The gray-gowned Herder before her lifted his palms to the sky as he chanted the purification prayer. He was old, bald, and toothless, but his eyes glowed like live coals as he made the warding-off signs.

“Beware, demon,” he hissed. “You have found an easy vessel in this foul gypsy’s body. Yet I will drive you out.”

Shockingly, the woman laughed aloud.

“You know I am not possessed, Herder. Say the truth and be done with it. Tell them that you burn me because I tried to heal a baby when your own worthless treatments had done more ill than good.”

The villagers, standing in a cluster about the stake, rustled like leaves in a windblown tree, but no one spoke in the woman’s defense, and none met her eyes.

“You used herb lore,” the Herder said. “It was such dabbling in forbidden arts that brought Lud’s wrath upon the Beforetimers for their conceit. The Herder Faction heals with humility, trusting to Lud’s guidance instead of sinful pride.

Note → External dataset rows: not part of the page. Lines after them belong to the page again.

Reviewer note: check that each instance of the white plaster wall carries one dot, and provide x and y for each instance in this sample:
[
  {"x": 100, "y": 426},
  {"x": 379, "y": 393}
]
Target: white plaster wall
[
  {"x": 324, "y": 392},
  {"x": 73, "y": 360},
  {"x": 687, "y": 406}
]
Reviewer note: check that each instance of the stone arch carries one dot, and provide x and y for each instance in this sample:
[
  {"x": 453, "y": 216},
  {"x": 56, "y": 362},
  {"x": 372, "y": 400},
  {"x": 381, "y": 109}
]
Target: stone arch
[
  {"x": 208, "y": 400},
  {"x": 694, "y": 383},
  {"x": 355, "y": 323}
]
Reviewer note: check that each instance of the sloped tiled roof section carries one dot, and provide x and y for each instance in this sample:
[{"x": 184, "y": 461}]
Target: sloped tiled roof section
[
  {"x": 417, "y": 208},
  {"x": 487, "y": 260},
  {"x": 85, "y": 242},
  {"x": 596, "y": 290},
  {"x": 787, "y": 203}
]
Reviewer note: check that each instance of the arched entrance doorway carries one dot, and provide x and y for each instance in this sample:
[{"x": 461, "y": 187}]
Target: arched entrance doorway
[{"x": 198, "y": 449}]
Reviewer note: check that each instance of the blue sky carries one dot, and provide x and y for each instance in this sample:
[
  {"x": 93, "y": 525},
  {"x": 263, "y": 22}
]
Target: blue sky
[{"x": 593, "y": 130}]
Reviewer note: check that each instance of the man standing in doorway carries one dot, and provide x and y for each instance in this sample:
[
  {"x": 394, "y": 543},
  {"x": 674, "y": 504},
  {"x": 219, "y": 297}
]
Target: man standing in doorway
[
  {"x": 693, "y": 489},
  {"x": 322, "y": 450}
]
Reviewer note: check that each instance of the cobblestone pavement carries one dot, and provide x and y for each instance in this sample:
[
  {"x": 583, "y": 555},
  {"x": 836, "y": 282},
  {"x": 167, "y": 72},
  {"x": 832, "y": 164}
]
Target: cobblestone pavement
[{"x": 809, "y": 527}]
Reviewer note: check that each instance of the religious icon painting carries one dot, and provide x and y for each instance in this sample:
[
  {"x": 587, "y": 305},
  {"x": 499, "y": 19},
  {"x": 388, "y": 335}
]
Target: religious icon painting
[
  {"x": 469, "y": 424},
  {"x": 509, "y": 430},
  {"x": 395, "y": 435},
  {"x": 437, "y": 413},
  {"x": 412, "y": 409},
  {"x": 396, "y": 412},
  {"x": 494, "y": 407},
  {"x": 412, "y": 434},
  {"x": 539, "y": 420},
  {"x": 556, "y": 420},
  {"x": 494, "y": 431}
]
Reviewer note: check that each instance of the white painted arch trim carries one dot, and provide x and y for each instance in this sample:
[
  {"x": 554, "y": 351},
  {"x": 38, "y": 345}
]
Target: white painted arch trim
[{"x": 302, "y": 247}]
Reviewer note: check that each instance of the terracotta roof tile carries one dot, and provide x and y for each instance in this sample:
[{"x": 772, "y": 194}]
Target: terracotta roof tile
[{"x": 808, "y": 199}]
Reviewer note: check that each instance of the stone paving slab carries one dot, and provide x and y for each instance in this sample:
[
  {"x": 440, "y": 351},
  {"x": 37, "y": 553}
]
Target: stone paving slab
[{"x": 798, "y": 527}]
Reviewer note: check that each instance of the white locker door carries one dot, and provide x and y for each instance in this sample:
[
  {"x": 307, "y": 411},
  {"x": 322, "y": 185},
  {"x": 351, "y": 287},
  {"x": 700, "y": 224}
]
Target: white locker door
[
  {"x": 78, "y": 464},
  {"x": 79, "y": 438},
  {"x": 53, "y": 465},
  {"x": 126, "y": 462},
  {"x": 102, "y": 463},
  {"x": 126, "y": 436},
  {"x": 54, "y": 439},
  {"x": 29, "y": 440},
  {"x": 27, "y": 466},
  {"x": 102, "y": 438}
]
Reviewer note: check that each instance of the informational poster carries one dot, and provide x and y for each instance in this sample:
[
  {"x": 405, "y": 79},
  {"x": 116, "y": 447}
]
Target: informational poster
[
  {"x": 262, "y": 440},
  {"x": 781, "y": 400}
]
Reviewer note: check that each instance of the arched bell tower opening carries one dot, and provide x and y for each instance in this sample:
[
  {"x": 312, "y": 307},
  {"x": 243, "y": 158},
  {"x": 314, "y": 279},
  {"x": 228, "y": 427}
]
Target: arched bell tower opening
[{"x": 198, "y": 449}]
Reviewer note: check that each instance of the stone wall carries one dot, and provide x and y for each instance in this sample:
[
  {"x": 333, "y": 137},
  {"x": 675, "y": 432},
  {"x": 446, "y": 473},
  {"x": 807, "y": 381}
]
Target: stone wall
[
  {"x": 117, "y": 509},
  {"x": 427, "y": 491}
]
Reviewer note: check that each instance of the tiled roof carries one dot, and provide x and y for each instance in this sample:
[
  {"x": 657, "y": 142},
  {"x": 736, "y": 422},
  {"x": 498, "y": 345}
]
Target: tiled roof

The plagues were Lud’s warning that the Landfolk tread the same dangerous and prideful path when they close their ears to the Faction, for Herders are the voices of Lud.” He blinked and seemed to rein in his religious fervor. “The woman who allowed you to defile her child will also be burned for heresy.”

A woman screamed and fainted, but no one moved to her aid.

“You are a fool,” the gypsy’s voice rang out. “You will not be allowed to burn her when the Council can have her sweating her life out in one of their stinking farms.”

“I am a Herder. Lud and the Faction rule me, not the Council,” the priest snapped. There was a sullen mutter from the crowd, but the Herder glared them to silence. “She invoked the black arts. Council lore grants me the right to burn her and any who treat with her.”

“What black arts?” the gypsy demanded contemptuously.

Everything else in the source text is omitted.